I've not tried to use the conflict refiner API. Probably should look into it... but I use the conflict refiner a lot in the standalone interactive CPLEX. I am not aware of any issues of keeping copies of the constraints in your own code - I have done it before in CPLEX & Concert with C++. It may be a conceptual misunderstanding of what the conflict refiner does...
Remember that it is very rare to have a single identifiable infeasible constraint. It is much more common that there is a set of constraints that cannot be satisfied together, but if any of that set of constraints is removed then the rest are then feasible.

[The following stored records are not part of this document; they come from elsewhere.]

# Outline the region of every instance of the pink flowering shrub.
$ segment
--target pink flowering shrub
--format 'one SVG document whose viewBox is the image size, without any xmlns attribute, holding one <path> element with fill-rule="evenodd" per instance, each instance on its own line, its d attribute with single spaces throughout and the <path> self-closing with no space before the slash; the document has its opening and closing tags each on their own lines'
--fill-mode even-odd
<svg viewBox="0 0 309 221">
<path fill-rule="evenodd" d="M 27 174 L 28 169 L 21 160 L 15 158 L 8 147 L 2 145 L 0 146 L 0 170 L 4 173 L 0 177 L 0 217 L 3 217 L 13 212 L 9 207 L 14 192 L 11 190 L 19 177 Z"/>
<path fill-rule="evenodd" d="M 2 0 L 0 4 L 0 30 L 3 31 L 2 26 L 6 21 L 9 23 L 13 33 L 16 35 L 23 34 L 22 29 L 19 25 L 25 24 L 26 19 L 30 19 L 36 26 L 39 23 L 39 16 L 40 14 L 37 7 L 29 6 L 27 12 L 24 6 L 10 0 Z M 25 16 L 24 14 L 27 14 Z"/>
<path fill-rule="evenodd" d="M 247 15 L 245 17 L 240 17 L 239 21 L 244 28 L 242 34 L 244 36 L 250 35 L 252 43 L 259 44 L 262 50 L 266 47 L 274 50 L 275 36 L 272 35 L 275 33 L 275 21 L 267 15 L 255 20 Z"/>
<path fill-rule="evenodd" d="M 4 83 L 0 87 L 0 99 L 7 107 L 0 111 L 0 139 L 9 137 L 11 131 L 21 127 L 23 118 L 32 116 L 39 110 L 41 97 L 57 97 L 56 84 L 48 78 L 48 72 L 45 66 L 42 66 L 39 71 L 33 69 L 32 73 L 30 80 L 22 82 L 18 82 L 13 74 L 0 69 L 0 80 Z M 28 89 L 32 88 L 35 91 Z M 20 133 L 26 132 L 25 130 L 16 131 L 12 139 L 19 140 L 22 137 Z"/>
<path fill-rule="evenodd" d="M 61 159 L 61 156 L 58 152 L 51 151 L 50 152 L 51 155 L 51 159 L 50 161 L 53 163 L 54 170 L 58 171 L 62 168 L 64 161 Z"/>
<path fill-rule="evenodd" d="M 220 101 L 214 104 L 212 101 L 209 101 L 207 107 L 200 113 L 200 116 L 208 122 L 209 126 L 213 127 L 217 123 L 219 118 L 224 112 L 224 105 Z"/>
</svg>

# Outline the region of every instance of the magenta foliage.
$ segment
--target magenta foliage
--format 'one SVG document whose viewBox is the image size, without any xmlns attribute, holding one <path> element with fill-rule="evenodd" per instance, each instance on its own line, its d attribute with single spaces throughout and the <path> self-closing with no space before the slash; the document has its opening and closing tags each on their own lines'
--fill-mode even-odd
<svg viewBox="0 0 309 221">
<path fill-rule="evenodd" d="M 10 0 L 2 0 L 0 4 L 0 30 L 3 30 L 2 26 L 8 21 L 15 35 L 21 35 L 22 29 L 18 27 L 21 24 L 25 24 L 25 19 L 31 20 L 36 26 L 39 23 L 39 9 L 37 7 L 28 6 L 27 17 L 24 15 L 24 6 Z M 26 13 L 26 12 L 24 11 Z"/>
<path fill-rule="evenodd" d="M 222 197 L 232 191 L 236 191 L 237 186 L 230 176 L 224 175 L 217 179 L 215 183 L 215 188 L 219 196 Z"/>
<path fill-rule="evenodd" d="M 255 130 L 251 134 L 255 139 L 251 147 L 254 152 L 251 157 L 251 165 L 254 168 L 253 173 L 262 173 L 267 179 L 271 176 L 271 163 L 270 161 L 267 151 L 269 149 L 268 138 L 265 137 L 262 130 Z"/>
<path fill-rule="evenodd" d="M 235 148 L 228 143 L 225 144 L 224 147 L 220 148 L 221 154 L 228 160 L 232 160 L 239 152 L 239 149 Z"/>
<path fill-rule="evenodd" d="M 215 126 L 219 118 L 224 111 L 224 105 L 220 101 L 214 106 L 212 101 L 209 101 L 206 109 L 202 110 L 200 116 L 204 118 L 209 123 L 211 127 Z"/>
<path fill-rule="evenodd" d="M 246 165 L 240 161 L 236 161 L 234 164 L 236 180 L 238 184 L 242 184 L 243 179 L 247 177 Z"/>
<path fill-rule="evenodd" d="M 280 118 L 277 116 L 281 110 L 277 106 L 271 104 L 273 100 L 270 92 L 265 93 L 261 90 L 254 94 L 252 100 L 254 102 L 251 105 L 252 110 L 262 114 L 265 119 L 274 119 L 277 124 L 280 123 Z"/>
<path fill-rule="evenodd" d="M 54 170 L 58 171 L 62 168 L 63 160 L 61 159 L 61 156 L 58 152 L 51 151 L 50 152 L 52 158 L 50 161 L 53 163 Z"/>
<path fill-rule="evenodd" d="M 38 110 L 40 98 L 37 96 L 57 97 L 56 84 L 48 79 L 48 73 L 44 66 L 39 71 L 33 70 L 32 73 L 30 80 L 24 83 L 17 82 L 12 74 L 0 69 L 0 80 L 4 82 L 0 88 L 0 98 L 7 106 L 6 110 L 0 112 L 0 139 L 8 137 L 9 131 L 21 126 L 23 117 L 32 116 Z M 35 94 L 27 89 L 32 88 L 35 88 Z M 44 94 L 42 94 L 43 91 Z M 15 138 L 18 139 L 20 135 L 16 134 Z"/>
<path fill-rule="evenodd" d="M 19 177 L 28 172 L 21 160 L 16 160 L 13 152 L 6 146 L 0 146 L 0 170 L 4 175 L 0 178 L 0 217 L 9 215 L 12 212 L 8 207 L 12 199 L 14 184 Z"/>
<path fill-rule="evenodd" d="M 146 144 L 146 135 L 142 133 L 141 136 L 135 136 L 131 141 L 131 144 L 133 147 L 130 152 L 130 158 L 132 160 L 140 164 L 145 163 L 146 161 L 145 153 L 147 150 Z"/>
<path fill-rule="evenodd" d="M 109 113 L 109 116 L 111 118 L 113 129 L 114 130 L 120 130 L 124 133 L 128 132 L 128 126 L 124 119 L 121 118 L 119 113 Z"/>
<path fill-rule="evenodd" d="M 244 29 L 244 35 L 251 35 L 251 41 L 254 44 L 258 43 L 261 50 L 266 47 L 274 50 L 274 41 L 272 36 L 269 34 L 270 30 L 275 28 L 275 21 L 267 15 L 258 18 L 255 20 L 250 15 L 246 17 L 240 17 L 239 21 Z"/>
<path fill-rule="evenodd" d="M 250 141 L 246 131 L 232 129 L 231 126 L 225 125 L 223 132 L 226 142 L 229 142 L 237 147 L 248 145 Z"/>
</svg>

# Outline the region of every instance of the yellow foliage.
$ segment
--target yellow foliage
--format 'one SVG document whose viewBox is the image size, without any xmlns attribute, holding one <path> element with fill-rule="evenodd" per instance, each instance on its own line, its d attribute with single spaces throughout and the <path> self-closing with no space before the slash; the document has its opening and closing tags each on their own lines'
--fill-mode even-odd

This is usually called the "irreducible infeasible set".
Think for example of three constraints:
a >= b + 1
b >= c + 1
c >= a + 1
Clearly these three constraints cannot be satisfied simultaneously, but take any one away and the other two are then OK. It can be very hard to decide which constraint is wrong in some cases, and really depends on a deeper understanding of the problem and its model.

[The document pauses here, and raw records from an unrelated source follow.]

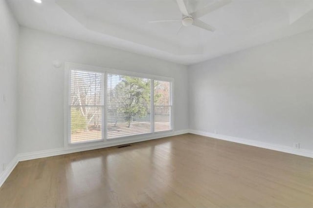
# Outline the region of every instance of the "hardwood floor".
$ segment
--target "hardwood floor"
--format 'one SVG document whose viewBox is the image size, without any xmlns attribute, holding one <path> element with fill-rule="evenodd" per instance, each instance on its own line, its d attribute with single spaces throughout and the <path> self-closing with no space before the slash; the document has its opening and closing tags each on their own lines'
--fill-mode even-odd
<svg viewBox="0 0 313 208">
<path fill-rule="evenodd" d="M 0 207 L 313 207 L 313 159 L 191 134 L 20 162 Z"/>
</svg>

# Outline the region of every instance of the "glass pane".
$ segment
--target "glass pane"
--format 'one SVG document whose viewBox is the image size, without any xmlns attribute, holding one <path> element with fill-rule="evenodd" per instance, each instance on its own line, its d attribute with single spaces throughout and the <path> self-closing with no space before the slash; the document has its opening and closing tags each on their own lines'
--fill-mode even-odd
<svg viewBox="0 0 313 208">
<path fill-rule="evenodd" d="M 155 81 L 155 131 L 172 129 L 171 83 Z"/>
<path fill-rule="evenodd" d="M 102 74 L 71 71 L 70 105 L 103 105 Z"/>
<path fill-rule="evenodd" d="M 108 138 L 151 132 L 151 80 L 108 75 Z"/>
<path fill-rule="evenodd" d="M 71 143 L 102 139 L 102 107 L 72 106 L 70 117 Z"/>
</svg>

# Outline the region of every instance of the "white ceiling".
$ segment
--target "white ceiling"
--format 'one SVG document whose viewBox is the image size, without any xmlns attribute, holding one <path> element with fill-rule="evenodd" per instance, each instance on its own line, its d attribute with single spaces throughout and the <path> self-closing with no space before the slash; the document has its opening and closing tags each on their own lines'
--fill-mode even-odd
<svg viewBox="0 0 313 208">
<path fill-rule="evenodd" d="M 7 0 L 21 25 L 191 64 L 313 29 L 313 0 L 233 0 L 201 19 L 209 32 L 181 22 L 175 0 Z M 185 0 L 189 13 L 217 0 Z"/>
</svg>

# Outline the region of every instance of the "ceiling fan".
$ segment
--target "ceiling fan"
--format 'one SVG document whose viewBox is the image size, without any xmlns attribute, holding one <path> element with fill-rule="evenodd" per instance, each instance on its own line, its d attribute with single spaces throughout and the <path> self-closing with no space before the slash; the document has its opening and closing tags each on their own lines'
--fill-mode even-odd
<svg viewBox="0 0 313 208">
<path fill-rule="evenodd" d="M 222 6 L 224 6 L 231 2 L 231 0 L 218 0 L 217 1 L 209 4 L 207 6 L 202 8 L 199 10 L 189 14 L 187 10 L 185 2 L 183 0 L 176 0 L 179 10 L 182 15 L 181 19 L 178 20 L 156 20 L 154 21 L 149 21 L 149 23 L 158 23 L 165 22 L 169 21 L 181 21 L 182 24 L 177 31 L 177 34 L 183 26 L 189 26 L 194 25 L 198 27 L 208 30 L 211 32 L 214 32 L 215 28 L 213 26 L 202 21 L 198 18 L 205 15 L 210 12 L 213 12 Z"/>
</svg>

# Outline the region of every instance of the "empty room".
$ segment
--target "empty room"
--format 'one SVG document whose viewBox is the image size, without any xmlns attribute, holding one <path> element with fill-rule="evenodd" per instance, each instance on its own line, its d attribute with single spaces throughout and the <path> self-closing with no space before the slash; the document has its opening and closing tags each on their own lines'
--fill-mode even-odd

Anyway, try exporting the model as an LP, MPS or SAV format file and read it into the standalone CPLEX optimiser. Then optimise it - it should also fail with a reported infeasibility. Then run the conflict refiner and then display the computed (irreducible) infeasible set:
read fred.lp
optimize
conflict
display conflict all
I find that MPS files are better at preserving the full precision of the problem and are probably more portable to try with other solvers, but LP files are much more human-readable. The SAV file format is supposed to be the most accurate copy of what CPLEX has in memory, but is very opaque and rather CPLEX-specific. If your problem is clearly infeasible the LP format is probably nicer to work with, but if the problem is borderline infeasible you may get different behaviour from the LP file. It would probably help you a great deal if you name all your variables ad constraints too. Maybe just do the naming in debug builds or add a flag to control whether or not to do the additional naming.